Lecture 1 Introduction

Stephen P. Boyd optimization

May 23, 2025

Mathematical Optimization

𐰋𐰍𐰃𐰤

Optimization problem

minimize $ f_0(x) $

subject to $ f_i(x) \leq b_i, \quad i = 1, \dots, m. $

$ x = (x_1, \dots, x_n) $: (vector) optimization variables.
$ f_0: R^n \to R $: objective function.
$ f_i: R^n \to R, \quad i = 1, \dots, m $: (inequality) constraint functions.

optimal solution $ x^* $

has the smallest value of $ f_0 $
satisfies the constraints.

for any $ z $ with $ f_1(z) \leq b_1, \dots, f_m(z) \leq b_m $, we have $ f_0 (z) \geq f_0(x^*) $.

Example

data fitting

variable: model parameters.
constraints: prior info, parameter limits.
objective: measure of misfit or prediction error.
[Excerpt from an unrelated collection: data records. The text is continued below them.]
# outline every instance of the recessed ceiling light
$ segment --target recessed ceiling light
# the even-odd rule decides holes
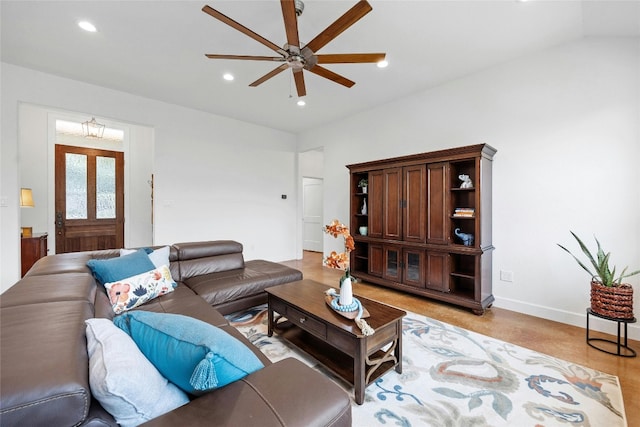
[[[82,28],[85,31],[89,31],[90,33],[95,33],[96,31],[98,31],[96,26],[89,21],[78,22],[78,27]]]
[[[298,99],[297,104],[298,104],[298,107],[304,107],[305,105],[307,105],[307,103],[304,102],[304,99]]]
[[[387,65],[389,65],[389,63],[387,61],[380,61],[378,62],[378,68],[385,68]]]
[[[225,79],[226,81],[230,82],[230,81],[233,80],[234,77],[233,77],[233,74],[226,73],[226,74],[224,74],[222,76],[222,78]]]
Classes of Optimization Problem

linear program

the objective and constraint function $ f_0, \dots, f_m $ are linear, $$ f_i (\alpha x + \beta y) = \alpha f_i (x) + \beta f_i (y) $$ for all $ x, y \in R^n $ and all $ \alpha, \beta \in R $.

nonlinear program

the optimization problem is not linear.

convex optimization problems

the objective and constraint functions are convex $$ f_i (\alpha x + \beta y) \leq \alpha f_i (x) + \beta f_i (y) $$

Solving optimization problems

generalize optimization problems

very difficult to solve
methods involve some comprimise, e.g
- very long computation time,
- not always finding the solution

exceptions

least-squares problems.
linear programming problems.
convex optimization problems.

Least-squares problems

no constraints
objective is a sum of squares of terms of the form $ a_i^T x - b_i $:

minimize $$ f_0 (x) = \lVert Ax - b \rVert_2^2 = \sum_{i = 1}^k (a_i^T x - b_i)^2 $$

$ A \in R^{k \times n} $ with $ k \geq n $
$ a_i^T \in R^{1 \times n} $: rows of $ A \quad (a_i \in R^n) $
$ x \in R^n $: (vector) optimization variable
$ b \in R^{k \times 1} $

sovling least-square problems

analytical solution: $ x^* = (A^T A)^{-1} A^T b $
explain

$$ \begin{align*} f(x) &= \lVert Ax - b \rVert_2^2 = (Ax - b)^T (Ax - b)\\ &= (Ax)^T Ax - b^T Ax - (Ax)^T b + b^T b\\ &= x^T A^T Ax - b^T Ax - x^T A^T b + b^T b \end{align*} $$

Since $ b^T A x $ is a scalar $ (1 \times k \cdot k \times n \cdot n \times 1 ) $, we can take transpose $$ b^T A x = (b^T A x)^T = x^T A^T b $$ Thus, $$ f(x) = x^T A^T Ax - 2 b^T Ax + b^T b $$

Take the gradient of $ f(x) $ w.r.t $ x $
- Recall: Rules
  - $ \nabla_x (x^T Q x) = 2 Q x $
  - $ \nabla_x (c^T x) = c $
$$ \nabla f(x) = 2 A^T A x - 2 A^T b $$

To find the minimum, set the gradient to zero: $$ 2 A^T A x - 2 A^T b = 0 \Rightarrow \boxed{ A^T A x = A^T b } $$
reliable and efficient algorithms and software $ \rightarrow $ widely used.
computational time $ \propto n^2 k \quad (A \in R^{k \times n}) $.